7/10
Experimental, innovative, absurdist, superficial, coherently boring.
13 April 2024
Four pronouns, three parts, two types of narration (the one we hear and the one we see) in a single provocatively minimalist film.

The first-person narration we hear would be the Je, the images of Je that we see in response to the narration would be the Tu. Il and Elle would be the two sexual relationships that Je maintains in the second and third parts of the film.

The first part shows an interest in confronting two modes of narration, auditory and visual, exposing curious discrepancies. Akerman seems as if she wants to show the inherent discrepancies between the subjectivity and the needs of recited verbalization and those of cinematic visual narration.

There is a sense of necessity, of complete justification in the minimalist artistic approach adopted, totally in agreement with the content. And the innovative and experimental nature is beyond doubt.

Another thing is whether these contents convince us or not. The truth is that it is enormously difficult to interpret what we are seeing, or the implications that the director wants to assign to them.

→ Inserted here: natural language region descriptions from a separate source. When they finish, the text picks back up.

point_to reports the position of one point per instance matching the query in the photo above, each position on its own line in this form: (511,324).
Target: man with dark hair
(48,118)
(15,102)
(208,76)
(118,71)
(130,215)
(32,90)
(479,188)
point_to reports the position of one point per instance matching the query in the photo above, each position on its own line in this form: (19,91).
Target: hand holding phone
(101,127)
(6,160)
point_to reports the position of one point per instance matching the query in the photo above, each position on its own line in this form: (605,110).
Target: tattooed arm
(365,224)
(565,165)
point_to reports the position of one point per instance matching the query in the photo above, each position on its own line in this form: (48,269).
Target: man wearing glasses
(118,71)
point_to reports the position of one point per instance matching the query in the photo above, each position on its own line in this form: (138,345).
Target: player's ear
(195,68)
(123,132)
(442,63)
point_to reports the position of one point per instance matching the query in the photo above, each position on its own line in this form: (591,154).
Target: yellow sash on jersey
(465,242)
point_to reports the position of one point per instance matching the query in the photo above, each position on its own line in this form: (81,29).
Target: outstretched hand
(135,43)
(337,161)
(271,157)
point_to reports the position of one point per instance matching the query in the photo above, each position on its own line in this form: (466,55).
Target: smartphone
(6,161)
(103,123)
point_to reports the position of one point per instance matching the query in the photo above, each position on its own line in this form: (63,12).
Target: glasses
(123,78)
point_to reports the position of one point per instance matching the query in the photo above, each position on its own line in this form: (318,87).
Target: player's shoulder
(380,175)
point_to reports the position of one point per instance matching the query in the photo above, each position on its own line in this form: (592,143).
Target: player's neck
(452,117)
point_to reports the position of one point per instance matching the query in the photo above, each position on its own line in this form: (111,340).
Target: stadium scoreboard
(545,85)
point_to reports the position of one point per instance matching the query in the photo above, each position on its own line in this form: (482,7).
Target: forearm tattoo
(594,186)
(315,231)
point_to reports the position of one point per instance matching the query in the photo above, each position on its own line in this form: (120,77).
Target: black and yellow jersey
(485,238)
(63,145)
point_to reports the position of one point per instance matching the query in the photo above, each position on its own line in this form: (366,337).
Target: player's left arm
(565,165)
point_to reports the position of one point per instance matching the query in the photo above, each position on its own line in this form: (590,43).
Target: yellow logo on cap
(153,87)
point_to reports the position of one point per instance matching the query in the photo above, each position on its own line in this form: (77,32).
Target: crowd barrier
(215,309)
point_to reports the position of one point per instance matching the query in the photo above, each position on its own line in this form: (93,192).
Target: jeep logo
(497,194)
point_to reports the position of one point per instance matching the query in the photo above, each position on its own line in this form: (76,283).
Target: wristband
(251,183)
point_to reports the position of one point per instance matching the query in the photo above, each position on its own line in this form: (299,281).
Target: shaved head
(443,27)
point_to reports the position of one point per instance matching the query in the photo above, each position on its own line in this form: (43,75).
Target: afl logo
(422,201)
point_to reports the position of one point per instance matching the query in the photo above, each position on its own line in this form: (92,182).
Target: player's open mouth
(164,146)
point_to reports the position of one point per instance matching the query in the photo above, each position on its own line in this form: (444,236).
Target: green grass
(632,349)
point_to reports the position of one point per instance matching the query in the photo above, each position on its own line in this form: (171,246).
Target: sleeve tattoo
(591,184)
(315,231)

For example, in that first part, we do not understand the behavior of the protagonist (Je, and even more Tu), and there does not seem to be an attempt to justify it in any way (depression, existential crisis or any of those things). She is simply a young woman who seems idle and bored and who at some point casts an intelligent and knowing look at the camera. Like the rest of the characters that will appear, she does not earn our sympathy nor does she intend to, rather she seems to convey a proud superficiality that makes us uncomfortable. The girl tells us that she has not left her room for almost a month, feeding exclusively on sugar, but misteriously maintaining her full physical condition. We see her nonchalantly writing some letters while she puts the spoon full of sugar in her mouth again and again. The most we can say is that Chantal Akerman has no idea what it is to paint a flat, or the nutritional needs of a person. At a certain moment it snows (by the way, Akerman doesn't pay much attention to these technical aspects...), but the girl walks around the room naked without the slightest shivering.

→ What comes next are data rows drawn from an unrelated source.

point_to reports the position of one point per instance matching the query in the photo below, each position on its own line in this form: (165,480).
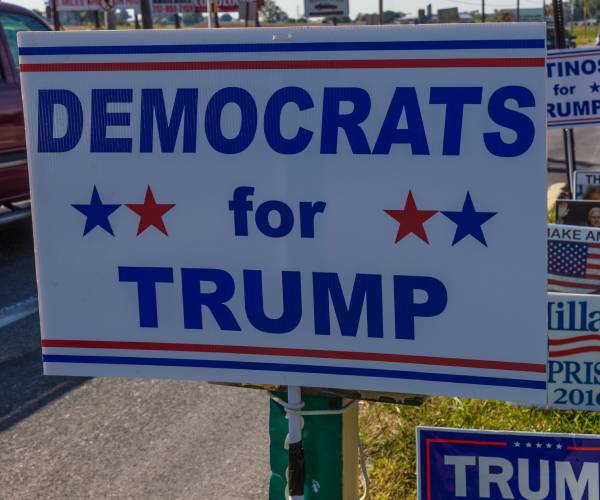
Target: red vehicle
(14,185)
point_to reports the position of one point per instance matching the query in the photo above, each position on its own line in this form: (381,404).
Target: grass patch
(388,432)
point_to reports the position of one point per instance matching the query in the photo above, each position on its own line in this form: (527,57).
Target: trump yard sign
(461,463)
(317,207)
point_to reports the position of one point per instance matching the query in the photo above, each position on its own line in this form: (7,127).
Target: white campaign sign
(574,87)
(307,207)
(573,351)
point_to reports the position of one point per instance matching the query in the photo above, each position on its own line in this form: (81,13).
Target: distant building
(525,15)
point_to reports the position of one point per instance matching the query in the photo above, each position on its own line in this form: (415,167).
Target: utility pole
(110,19)
(146,12)
(568,135)
(55,18)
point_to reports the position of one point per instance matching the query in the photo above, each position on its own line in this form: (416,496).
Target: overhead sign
(449,15)
(324,8)
(196,217)
(158,6)
(573,87)
(587,184)
(574,255)
(459,463)
(573,351)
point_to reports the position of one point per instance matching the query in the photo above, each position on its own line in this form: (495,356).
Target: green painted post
(322,438)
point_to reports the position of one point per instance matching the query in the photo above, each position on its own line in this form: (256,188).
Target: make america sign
(307,207)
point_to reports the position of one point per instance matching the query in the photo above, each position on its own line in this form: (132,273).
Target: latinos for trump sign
(459,463)
(303,207)
(573,87)
(573,351)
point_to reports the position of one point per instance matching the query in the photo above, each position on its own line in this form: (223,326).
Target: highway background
(65,437)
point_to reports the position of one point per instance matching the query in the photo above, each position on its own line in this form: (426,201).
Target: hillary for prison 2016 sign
(297,206)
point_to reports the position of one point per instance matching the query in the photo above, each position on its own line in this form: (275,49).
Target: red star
(411,220)
(151,213)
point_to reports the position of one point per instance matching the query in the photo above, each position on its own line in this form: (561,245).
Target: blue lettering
(455,99)
(194,298)
(349,122)
(146,279)
(405,98)
(366,288)
(292,302)
(272,121)
(102,119)
(185,107)
(248,122)
(47,100)
(406,310)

The second part begins with the girl who finally decides to leave home to visit a girlfriend. While hitchhiking, she is picked up by a truck driver with whom she begins to become sexually intimate, although there is hardly the slightest conversation between them. We see them eat together in a restaurant while watching television, or have a beer without starting any conversation. But in any case, the young woman feels attracted to the boy enough to masturbate him and then listen to his confidences regarding his family relationships and his increasingly uncomfortable sexual obsessions.

The third part begins when the girl arrives at her destination, her friend's house. Once again the meeting turns out to be cold and the behavior of the two young women capricious. If there are tensions between them, they seem as emotionally superficial as their desires, and entirely physical. Little by little they dedicate themselves to a silent mutual seduction, and (as we think should usually happen to them), after the apparent initial irritation, they smooth things over and end up sleeping together. The sex scene is a mixture of Greco-Latin wrestling, display of sexual positions and artistic recreations of unknown ancient marble groups in motion.

As insubstantial as in everything else, the next morning, the young woman gets out of bed and abandons her friend without even the slightest comment, we understand that to spend another month eating sugar in her room.

An inmensely interesting film, disruptive in showing the artistic posibilities of radical minimalism in plot and style, experimental in its rhythm and innovative in some of its themes, to show us an attitude towards life that does not seem to go beyond a very basic and inconsequential hedonism.

The young director seems here to be playfully in accordance with this attitude towards life.